7.2. The Regex and MatchPS interfaces

(Sigbjorn Finne supplied the regular-expressions interface.)

The Regex library provides quite direct interface to the GNU regular-expression library, for doing manipulation on PackedStrings. You probably need to see the GNU documentation if you are operating at this level.

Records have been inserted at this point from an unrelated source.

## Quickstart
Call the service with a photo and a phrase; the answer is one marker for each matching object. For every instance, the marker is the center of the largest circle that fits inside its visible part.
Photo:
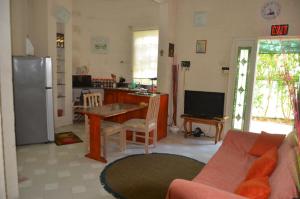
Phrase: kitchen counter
(117, 95)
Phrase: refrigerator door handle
(50, 115)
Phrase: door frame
(237, 43)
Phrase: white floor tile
(64, 172)
(50, 187)
(78, 189)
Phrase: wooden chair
(146, 125)
(107, 128)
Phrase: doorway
(278, 61)
(259, 99)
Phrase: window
(145, 55)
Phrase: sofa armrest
(184, 189)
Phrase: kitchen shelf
(60, 70)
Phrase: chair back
(153, 108)
(92, 100)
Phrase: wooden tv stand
(217, 122)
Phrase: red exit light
(277, 30)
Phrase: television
(204, 104)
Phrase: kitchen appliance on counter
(82, 81)
(33, 99)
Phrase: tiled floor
(48, 171)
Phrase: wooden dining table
(95, 115)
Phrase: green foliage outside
(271, 84)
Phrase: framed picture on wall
(171, 50)
(201, 46)
(99, 45)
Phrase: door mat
(66, 138)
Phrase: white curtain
(145, 54)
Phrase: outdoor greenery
(271, 94)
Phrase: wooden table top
(110, 110)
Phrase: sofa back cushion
(265, 142)
(282, 180)
(256, 188)
(264, 165)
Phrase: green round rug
(147, 176)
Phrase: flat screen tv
(204, 104)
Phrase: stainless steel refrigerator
(33, 99)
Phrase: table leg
(95, 139)
(217, 133)
(221, 125)
(185, 128)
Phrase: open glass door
(240, 87)
(271, 106)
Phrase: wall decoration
(277, 30)
(99, 45)
(270, 10)
(171, 50)
(62, 14)
(200, 19)
(201, 46)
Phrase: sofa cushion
(264, 165)
(228, 167)
(282, 179)
(256, 188)
(266, 141)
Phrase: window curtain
(145, 54)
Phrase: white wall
(115, 21)
(167, 34)
(227, 20)
(7, 108)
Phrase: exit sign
(277, 30)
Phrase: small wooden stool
(217, 122)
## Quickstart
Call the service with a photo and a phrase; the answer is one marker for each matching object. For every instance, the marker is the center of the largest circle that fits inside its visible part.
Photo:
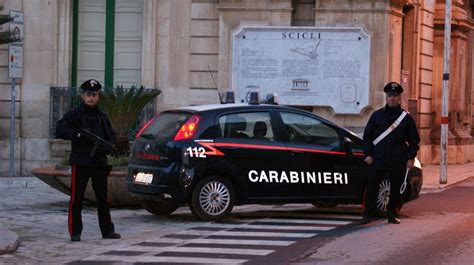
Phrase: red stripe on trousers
(73, 189)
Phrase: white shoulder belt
(390, 129)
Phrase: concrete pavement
(9, 240)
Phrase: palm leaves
(123, 106)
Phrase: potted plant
(123, 106)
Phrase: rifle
(98, 141)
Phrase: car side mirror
(347, 143)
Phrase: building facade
(185, 48)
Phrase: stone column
(172, 52)
(459, 93)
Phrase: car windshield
(165, 126)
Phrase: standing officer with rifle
(91, 136)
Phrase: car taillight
(188, 129)
(144, 127)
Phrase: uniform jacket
(398, 146)
(84, 117)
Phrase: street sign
(15, 61)
(16, 26)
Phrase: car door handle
(297, 152)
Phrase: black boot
(393, 220)
(366, 219)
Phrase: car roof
(246, 106)
(210, 107)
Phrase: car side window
(248, 125)
(307, 130)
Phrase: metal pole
(12, 131)
(444, 113)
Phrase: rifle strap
(390, 128)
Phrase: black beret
(393, 87)
(91, 85)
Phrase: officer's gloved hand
(107, 149)
(80, 138)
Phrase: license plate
(143, 178)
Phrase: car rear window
(165, 126)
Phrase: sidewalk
(456, 173)
(9, 240)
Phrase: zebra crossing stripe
(273, 226)
(170, 259)
(243, 242)
(244, 233)
(232, 242)
(213, 249)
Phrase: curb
(22, 182)
(9, 241)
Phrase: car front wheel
(212, 198)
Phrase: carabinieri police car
(213, 157)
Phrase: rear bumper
(165, 184)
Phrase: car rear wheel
(159, 207)
(212, 198)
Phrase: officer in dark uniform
(392, 155)
(87, 161)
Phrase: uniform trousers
(376, 174)
(79, 178)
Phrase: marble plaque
(304, 66)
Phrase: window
(307, 130)
(107, 42)
(250, 125)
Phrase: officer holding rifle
(92, 138)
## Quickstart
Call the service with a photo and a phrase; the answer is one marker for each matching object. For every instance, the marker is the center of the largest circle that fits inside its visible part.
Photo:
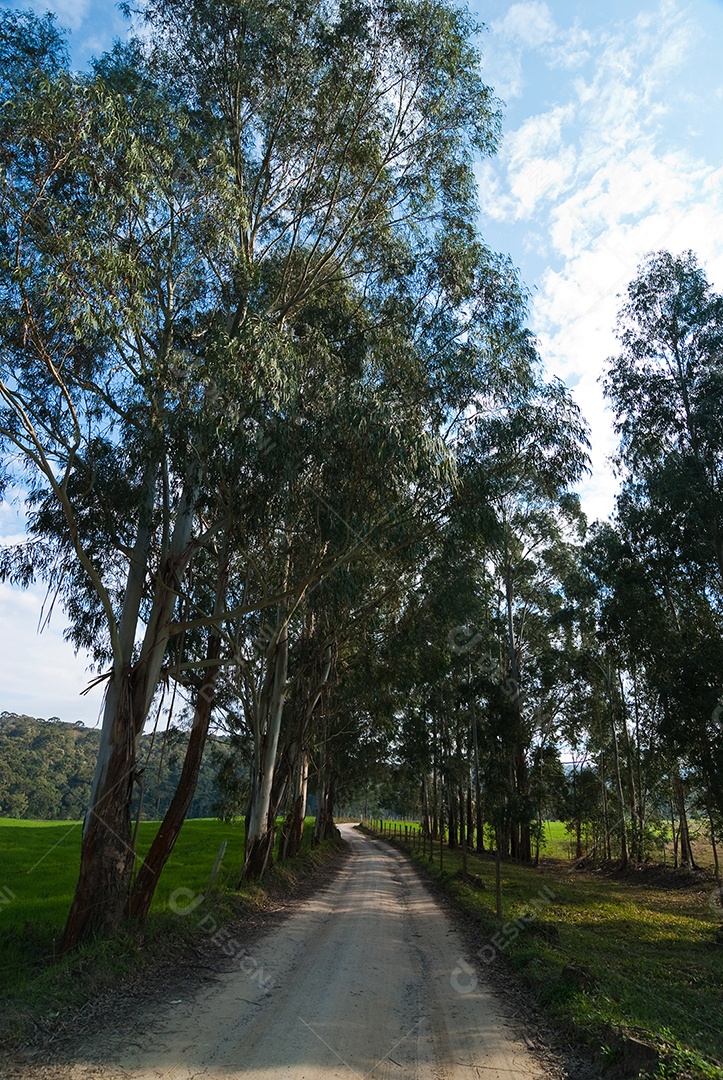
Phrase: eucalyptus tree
(519, 462)
(165, 221)
(665, 386)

Alternatively, you can use the simpler and higher-level RegexString interface.

The datatypes and functions that Regex provides are:
data PatBuffer  # just a bunch of bytes (mutable)

data REmatch
 = REmatch (Array Int GroupBounds)  -- for $1, ... $n
           GroupBounds              -- for $` (everything before match)
           GroupBounds              -- for $& (entire matched string)
           GroupBounds              -- for $' (everything after)
           GroupBounds              -- for $+ (matched by last bracket)

-- GroupBounds hold the interval where a group
-- matched inside a string, e.g.
--
-- matching "reg(exp)" "a regexp" returns the pair (5,7) for the
-- (exp) group. (PackedString indices start from 0)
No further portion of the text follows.